Most fertilizers and lawn care products have tables on their bags with suggested settings for various brands of spreaders. If you are fortunate enough to own a spreader specified in the table, then; use that setting. Keep in mind that those settings are usually for one pass over the lawn. These application tables also assume a 3 mph walking speed. To give uniform applications, consider cutting the setting by 1/3 to ½, making two to three applications to avoid skips. This might be a way to decrease the number of trips you have to make with the above method.
For those wishing to know specific calibration techniques of rotary spreaders, please refer to MU Guide Sheet WQ551 – Calibrating Home Garden Equipment @ http://extension.missouri.edu/explore/envqual/wq0551.htm.
Drop spreaders are more precise and there is little chance of product application to non-target areas.
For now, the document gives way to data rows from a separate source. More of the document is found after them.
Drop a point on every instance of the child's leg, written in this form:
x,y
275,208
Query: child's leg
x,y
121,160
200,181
However, small steering errors can easily lead to missed or double-covered strips. Also, drop spreaders may clog in wet grass.
Rotary spreaders are faster than drop spreaders but are more difficult to calibrate. Product distribution is less uniform, and wind may blow the product off the intended area.
The application rate for granular spreaders depends on the granule size, the spreader setting and the speed at which the operator walks.
Spreader calibration must be done for each product and applicator that uses the spreader.
Always sweep up and reuse the product used for calibration.
Use a header strip in areas where the spreader must be turned around. A header strip is a swath of the spreader applied at right angles to the main direction of spreading. This allows the applicator to maintain constant speed up to the header strip.
Shut the spreader off while turning around on the header strip.
Wash the spreader out after each use. Allow to dry before storing. Lubricate according to manufacturer’s instructions.